AstroEvent(s): Of Occultations & Daytime Stars.

Mekbuda Occultation from Tampa, Florida. (Created by Author in Starry Night). 

This week brings with it an interesting double-double header. First up is a challenge that comes to us via the Royal Astronomical Society of Canada … sure, you’ve seen Venus near the daytime Moon, and perhaps you’ve caught Jupiter low at opposition just prior to the setting of the Sun… but did you know that it’s possible to catch some of the brightest stars while the Sun is still above the horizon? Right around the first full week of April is a good time to give this a try; your assigned quarry is Sirius in the pre-dusk, and Vega in the post-dawn. Both of these stars are in the negative magnitude range and might just be visible from a pristine site with good seeing. In the case of Vega, a fun project would be to acquire it before sunrise and follow it into the daytime skies either visually or with an equatorial tracking telescope. Sirius, although brighter at magnitude -1.5 may be tougher; in this instance, finding the star in relation to a nearby landmark a day prior at dusk and then trying to acquire it before local sunset may work. I once successfully caught Jupiter in the daytime in this fashion, near opposition from the arming-end of runaway in Kuwait back in 1998. Good luck, and we’ll be attempting this feat of visual athletics right along with you!

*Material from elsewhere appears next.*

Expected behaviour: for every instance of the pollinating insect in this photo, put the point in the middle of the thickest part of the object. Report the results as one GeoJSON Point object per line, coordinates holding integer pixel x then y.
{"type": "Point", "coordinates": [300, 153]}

But wait, there’s more… this week also sees the waxing crescent Moon pass through some interesting star fields in the constellations Taurus and Gemini. The result is a series of interesting stellar occultations; 1st, on the evening of April 7th, the Moon skims the Hyades cluster and occults Upsilon and Kappa Tauri for viewers in western North America. Kappa is of particular interest as it is a very close (0.1”) double. Even if you aren’t in the target zone, the crescent Moon+Hyades= a good photo op. Three days later, we US east coasters get a shot with an occultation of Zeta Geminorum, otherwise known as Mekbuda. This is another bright star around magnitude +4.0. Mekbuda is also a Cepheid variable with a period of 10.2 days, one of the brightest in the sky. Watching this star wink out and then reappear should be a good replay of last month’s Mu Geminorum occultation… the action for the US East Coast centers around ingress at 9:21 PM EDT and an egress of 10:35PM. The occultation extends up to a graze line cutting across the Canadian Maritimes… good luck, and watch this space for a video after-action clip if successful!      

The astro-term for this week is Transparency. In terms of astronomy, transparency is the ability for light to pass unhindered through the atmosphere. Pollution, dust, and aerosols all act to scatter light and dim objects. You can have clear skies, but poor, washed out transparency. Generally, the higher and drier you are, the better transparency will be, as evidenced by a deep blue daytime sky and an inky black nighttime sky. This is also an all important factor in success in daytime star-spotting as discussed above.  Transparency is rated 1 to 10, with 10 being the absolute best, and is closely tied with seeing, or the resolution ability based on atmospheric turbulence. I’ve had clear skies and decent transparency after a storm front, only to have poor seeing as the convective cells rolled before my eyepiece!   

How Far? Measuring Astronomical Distances.

But a nearby stepping stone; our humble moon. (Photo by Author).

   You hear it at every star party. It’s probably the next biggest question right behind “is there life out there,” and “can you really see the flag the astronauts left on the moon with that thing?” Just how do we know how far away things are in the universe? After all, men have never ventured beyond the Moon; and it has only been in the past half century that we have sent embassaries on trajectories that will escape our solar system… just how do we measure these enormous distances with any confidence?